Directional & Progressive Solidification

Directional & Progressive Solidification

Directional solidification (DS) and progressive solidification are types of solidification within castings. Directional solidification is solidification that occurs from farthest end of the casting and works its way towards the sprue. Progressive solidification, also known as parallel solidification, is solidification that starts at the walls of the casting and progresses perpendicularly from that surface.

                                                                                       Directional solidification

                                                                            Progressive solidification

As material is changed from liquid to solid state, most metals and alloys shrink. When liquid content is thus not sufficient to compensate for this shrinkage, a deficiency in shrinking forms may develop. As gradual solidification replaces directional solidification, a deficiency in shrinkage is created.

The mold cavity's geometrical form influences progressive and lateral solidification. Differently heat streaming happens at the end of tunnel-type geometries, which enable the casting region to cool faster than the surrounding areas. Because there is less heat flow, large cavities are not cooling as rapidly as the surroundings, this is called a rising effect. Remember also that corners may produce separate or convergent heat-flow areas (often called hot spots).[4] Chills, rise-ups, isolating sleeves, regulation of the flow rate and flow temperature may also be employed in order to induce directional solidification.

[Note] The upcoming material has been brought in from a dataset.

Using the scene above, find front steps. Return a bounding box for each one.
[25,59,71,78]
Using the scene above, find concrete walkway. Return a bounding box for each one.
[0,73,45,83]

The washing method can be used with directional solidification. Since most contaminations will be more soluble in liquid than in solids during solidification, they "push" impurities through the solidification front, which leads to a lower concentration of impurities for many of the finished casting than the feedstock, and to the impurities for enrichment of the last solidified metal. It can be replaced and reused for this last portion of steel. The appropriateness for directional solidification to remove certain impurities from certain metals depends, as described in the Scheil equation, on the partition coefficient for the impurity in that metal. Driven solidification (zone melting) is frequently used in the production of multicrystalline silicone for solar cells as a purification step.